Die hohen Corona-Zahlen in Bayern haben die Debatte um schärfere Maßnahmen im Kampf gegen die Verbreitung des Virus neu angefacht. Vor allem Bundesgesundheitsminister Karl Lauterbach macht sich dafür stark, die Maskenpflicht in Innenräumen wieder einzuführen. Doch die Staatsregierung in München gibt sich davon unbeeindruckt. „Maßstab für Bayern sind nicht irgendwelche Ratschläge vom Bundesgesundheitsminister aus Berlin. Vielmehr werden wir nur dann Maßnahmen verschärfen, wenn sie nach Experten-Ansicht wirklich notwendig und sinnvoll sind“, sagte Gesundheitsminister Klaus Holetschek im Gespräch mit unserer Redaktion. „Derzeit sehen wir dafür keinen Anlass – aber wir sind für kurzfristige Schritte vorbereitet“, fügte er hinzu.
Nicht alle sehen die Situation so entspannt: In den vergangenen Tagen hatten einige Ärzte und Kliniken Alarm geschlagen, weil sich infolge der „Wiesn-Welle“ nicht nur die Zahl der Patientinnen und Patienten erhöht hatte, sondern momentan auch viel Personal ausfällt. Dass Lauterbach die Durchführung des Oktoberfestes deshalb als „schlechte Idee“ bezeichnet hatte, findet Bayerns Ministerpräsident Markus Söder trotzdem irritierend. „Die Bundesregierung hat entschieden, dass solche Feste stattfinden können. Es ist schon seltsam, wenn Herr Lauterbach sich jetzt über die Wiesn aufregt“, konterte er in der Bild am Sonntag die Attacke des SPD-Politikers.

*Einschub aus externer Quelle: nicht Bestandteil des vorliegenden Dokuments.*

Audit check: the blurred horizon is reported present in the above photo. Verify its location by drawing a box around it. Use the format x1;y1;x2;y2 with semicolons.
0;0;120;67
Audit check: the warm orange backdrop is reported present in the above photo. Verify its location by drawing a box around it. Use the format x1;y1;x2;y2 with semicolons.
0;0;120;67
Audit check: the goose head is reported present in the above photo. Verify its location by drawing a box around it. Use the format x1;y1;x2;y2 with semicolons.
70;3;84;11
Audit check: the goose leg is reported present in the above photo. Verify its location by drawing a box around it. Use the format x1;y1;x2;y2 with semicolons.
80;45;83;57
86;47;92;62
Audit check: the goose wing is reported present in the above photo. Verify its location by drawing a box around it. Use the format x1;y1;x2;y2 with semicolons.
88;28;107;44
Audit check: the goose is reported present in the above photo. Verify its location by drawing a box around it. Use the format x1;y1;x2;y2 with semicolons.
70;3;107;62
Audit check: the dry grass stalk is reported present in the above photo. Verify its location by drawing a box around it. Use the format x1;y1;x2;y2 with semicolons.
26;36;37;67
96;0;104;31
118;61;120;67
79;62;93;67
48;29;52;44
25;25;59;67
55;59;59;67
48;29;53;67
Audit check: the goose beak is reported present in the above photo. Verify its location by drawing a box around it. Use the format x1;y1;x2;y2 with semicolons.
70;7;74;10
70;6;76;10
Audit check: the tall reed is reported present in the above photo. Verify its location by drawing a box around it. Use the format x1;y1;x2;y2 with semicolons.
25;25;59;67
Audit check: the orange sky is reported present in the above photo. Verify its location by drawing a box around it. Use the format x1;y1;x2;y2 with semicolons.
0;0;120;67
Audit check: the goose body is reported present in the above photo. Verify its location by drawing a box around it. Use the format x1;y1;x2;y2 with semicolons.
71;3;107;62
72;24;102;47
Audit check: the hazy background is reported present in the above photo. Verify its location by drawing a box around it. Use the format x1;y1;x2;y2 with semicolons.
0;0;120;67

Holetschek: Maskenpflicht in Innenräumen "sollte gezielt ausfallen"
Genau wie Söder ist auch Holetschek derzeit zurückhaltend, wenn es um die Wiedereinführung der Maskenpflicht geht. Der CSU-Politiker hat aber eine klare Vorstellung, wo sie im Fall der Fälle gelten sollte. „Es liegt auf der Hand, dass eine Maskenpflicht in Innenräumen – falls sie notwendig wird – ganz gezielt ausfallen sollte. Das heißt: Im Mittelpunkt stehen Orte, die nicht freiwillig aufgesucht werden, sondern auch von besonders gefährdeten Menschen genutzt werden müssen“, betonte Holetschek. Aus diesem Grund gelte sie bereits jetzt im öffentlichen Personennahverkehr, also in Bussen oder Straßenbahnen. Auch in öffentlichen Gebäuden, zum Beispiel Behörden, kann sich der bayerische Gesundheitsminister verschärfte Regeln vorstellen.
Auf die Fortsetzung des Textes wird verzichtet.